Le film est une très belle reconstitution historique profitant de moyens matériels importants mais ne constitue en rien une biographie du général De Gaulle. Il s’apparente presque à une romance dans un cadre historique tant le couple Charles et Yvonne y apparaît comme terriblement soudé voire fusionnel dans les épreuves qu’ils traversent. La vraie surprise est de nous proposer ce  brillant stratège souvent qualifié d’inflexible comme un homme fragile et amoureux. La relation entre Charles et Anne, leur fille handicapée, qu’il berce sur ses genoux lors des flash-back qui émaillent le film, est particulièrement touchante. (Dans les rares moments où il évoquait sa fille, le général l’appelait « ma joie »).

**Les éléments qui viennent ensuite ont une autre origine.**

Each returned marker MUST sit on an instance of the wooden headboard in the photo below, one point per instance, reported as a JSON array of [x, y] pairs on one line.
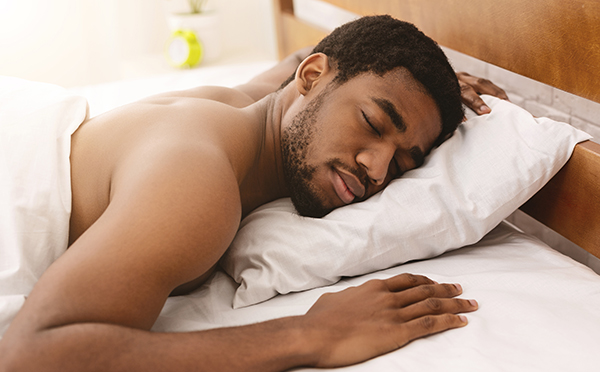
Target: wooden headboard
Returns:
[[556, 42]]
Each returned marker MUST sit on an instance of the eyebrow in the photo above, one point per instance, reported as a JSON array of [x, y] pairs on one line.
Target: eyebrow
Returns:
[[389, 108]]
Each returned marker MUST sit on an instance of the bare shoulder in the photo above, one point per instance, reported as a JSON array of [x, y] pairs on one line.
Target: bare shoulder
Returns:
[[171, 216], [230, 96]]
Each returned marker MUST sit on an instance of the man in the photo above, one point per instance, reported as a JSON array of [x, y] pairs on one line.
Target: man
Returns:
[[159, 188]]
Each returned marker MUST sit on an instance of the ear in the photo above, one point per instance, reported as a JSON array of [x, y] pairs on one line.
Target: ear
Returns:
[[311, 71]]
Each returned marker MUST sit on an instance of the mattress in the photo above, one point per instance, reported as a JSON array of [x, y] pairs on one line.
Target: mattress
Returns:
[[538, 309]]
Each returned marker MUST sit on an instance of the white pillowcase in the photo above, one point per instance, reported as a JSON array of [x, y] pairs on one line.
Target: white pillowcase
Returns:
[[490, 166]]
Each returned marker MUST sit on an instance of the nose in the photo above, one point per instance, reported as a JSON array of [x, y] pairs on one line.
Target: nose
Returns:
[[376, 162]]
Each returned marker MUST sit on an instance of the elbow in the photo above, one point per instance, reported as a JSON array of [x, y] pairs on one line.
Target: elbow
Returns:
[[15, 356]]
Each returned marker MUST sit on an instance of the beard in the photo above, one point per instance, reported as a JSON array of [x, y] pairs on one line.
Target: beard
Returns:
[[295, 143]]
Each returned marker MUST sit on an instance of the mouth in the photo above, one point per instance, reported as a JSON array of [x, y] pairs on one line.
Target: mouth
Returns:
[[347, 186]]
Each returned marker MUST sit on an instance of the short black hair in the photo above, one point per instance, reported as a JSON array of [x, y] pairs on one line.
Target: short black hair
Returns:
[[379, 44]]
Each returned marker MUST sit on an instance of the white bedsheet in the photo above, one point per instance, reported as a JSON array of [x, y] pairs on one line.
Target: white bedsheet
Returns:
[[538, 310]]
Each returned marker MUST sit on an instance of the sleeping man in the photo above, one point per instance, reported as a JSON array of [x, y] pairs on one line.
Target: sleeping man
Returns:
[[159, 188]]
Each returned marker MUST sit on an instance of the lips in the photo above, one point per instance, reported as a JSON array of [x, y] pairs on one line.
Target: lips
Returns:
[[347, 186]]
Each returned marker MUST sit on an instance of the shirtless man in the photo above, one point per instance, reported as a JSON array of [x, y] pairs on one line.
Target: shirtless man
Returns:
[[159, 188]]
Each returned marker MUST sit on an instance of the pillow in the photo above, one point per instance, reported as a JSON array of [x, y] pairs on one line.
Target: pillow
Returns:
[[487, 169]]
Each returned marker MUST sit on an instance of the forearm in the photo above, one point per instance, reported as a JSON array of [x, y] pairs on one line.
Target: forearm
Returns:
[[270, 346]]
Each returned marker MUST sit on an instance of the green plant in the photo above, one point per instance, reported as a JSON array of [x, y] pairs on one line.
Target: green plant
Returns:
[[196, 6]]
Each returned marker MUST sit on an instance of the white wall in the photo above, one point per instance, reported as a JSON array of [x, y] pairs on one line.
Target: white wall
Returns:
[[79, 42]]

Le choix de Lambert Wilson parfaitement métamorphosé est excellent ; sa prestation est brillante et intelligente (malgré la prothèse de nez) sans jamais chercher à imiter son modèle  (surtout sa voix et son anglais), mais à en incarner l’essence, la grandeur…

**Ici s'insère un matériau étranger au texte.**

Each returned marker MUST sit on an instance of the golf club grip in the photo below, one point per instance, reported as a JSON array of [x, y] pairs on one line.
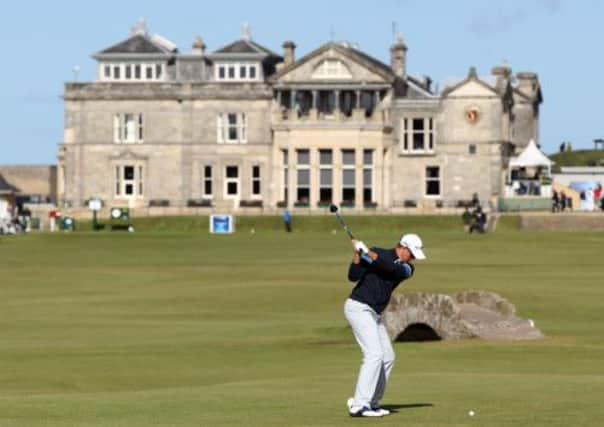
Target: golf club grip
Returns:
[[343, 224]]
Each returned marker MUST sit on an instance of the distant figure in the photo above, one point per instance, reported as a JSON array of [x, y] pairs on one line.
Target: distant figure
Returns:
[[287, 220], [480, 221], [475, 201], [466, 218], [555, 201], [597, 196], [563, 201]]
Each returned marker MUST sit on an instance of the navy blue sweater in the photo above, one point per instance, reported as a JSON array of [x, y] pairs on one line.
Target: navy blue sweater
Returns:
[[377, 280]]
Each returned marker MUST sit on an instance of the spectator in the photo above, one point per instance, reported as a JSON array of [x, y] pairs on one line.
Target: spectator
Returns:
[[480, 221], [563, 201], [555, 201], [466, 218], [287, 220], [597, 196]]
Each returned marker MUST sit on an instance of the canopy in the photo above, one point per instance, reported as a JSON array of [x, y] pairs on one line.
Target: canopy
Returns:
[[531, 156]]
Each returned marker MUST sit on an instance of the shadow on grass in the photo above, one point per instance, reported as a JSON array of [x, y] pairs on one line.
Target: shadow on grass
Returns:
[[394, 408]]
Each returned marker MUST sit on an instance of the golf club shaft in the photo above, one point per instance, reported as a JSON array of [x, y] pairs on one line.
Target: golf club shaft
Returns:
[[343, 224]]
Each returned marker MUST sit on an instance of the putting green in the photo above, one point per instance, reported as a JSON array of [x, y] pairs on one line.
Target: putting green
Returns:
[[176, 328]]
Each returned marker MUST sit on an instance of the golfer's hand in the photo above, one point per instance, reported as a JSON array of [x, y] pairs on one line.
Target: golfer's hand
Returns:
[[361, 247]]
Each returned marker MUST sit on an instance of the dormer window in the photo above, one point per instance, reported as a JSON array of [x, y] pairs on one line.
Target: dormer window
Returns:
[[131, 71], [332, 69], [236, 71]]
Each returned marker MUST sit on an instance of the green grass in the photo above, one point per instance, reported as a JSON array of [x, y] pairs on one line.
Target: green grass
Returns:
[[175, 328]]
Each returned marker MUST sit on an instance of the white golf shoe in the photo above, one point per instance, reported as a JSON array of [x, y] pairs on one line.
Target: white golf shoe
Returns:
[[361, 411]]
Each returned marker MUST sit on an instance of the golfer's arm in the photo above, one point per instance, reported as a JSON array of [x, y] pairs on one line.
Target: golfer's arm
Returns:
[[395, 271], [356, 269]]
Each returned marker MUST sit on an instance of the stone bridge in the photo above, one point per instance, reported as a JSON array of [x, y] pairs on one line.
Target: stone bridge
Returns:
[[470, 314]]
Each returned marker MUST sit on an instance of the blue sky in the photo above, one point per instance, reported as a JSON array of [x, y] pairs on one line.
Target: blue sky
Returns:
[[558, 39]]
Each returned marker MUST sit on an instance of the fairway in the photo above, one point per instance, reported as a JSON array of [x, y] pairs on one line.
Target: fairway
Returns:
[[178, 328]]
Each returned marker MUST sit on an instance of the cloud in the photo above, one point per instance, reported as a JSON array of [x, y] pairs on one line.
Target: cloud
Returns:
[[552, 6], [484, 24], [39, 98]]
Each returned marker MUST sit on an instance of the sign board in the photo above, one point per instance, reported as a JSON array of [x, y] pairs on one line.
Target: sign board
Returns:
[[222, 224]]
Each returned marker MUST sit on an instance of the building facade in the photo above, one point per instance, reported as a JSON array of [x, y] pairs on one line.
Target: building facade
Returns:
[[245, 128]]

 Isabelle Carré est comme toujours très juste dans son interprétation et campe une Yvonne De Gaulle, amoureuse très loin de l’image désuète et rigide qu’elle a laissée. Une mention spéciale à deux excellents seconds rôles Olivier Gourmet qui incarne le Président du Conseil Paul Reynaud et Tim Hudson qui interprète un intéressant Winston Churchill au verbe fort.

Teinté de trop de respect pour l’Homme et alors qu’il disposait en Lambert Wilson d’un acteur taillé pour le costume du général ; Gabriel Le Bomin rate la marche qui aurait pu faire de son long métrage, un grand film sur « le grand homme ». Cependant il plaira à ceux qui aiment rencontrer l’humain derrière le personnage historique.

Pas sûr que le « grand Charles » pudique et soucieux de protéger son jardin secret ait apprécié…

Note : 6/10

Yves Legrand – Le 10 juin 2020

Sources Photos : 

Vous pourriez aussi aimer :

Critique « La fille au Bracelet » (2020) : Une coupable silencieuse

« La Fille au bracelet » troisième long-métrage de Stéphane Demoustier (« Terre battue », « Allons enfants ») raconte la troublante histoire de Lise Bataille, une adolescente de dix-huit ans accusée du meurtre de sa meilleure amie Flora, survenu deux ans auparavant. Vous laisserez vous tenter par une nouvelle histoire judiciaire à moins que pour une fois ce n’en soit pas une ?

Lire plus »

Critique « Le cas Richard Jewell » (2020) : « Héros ou Zéro »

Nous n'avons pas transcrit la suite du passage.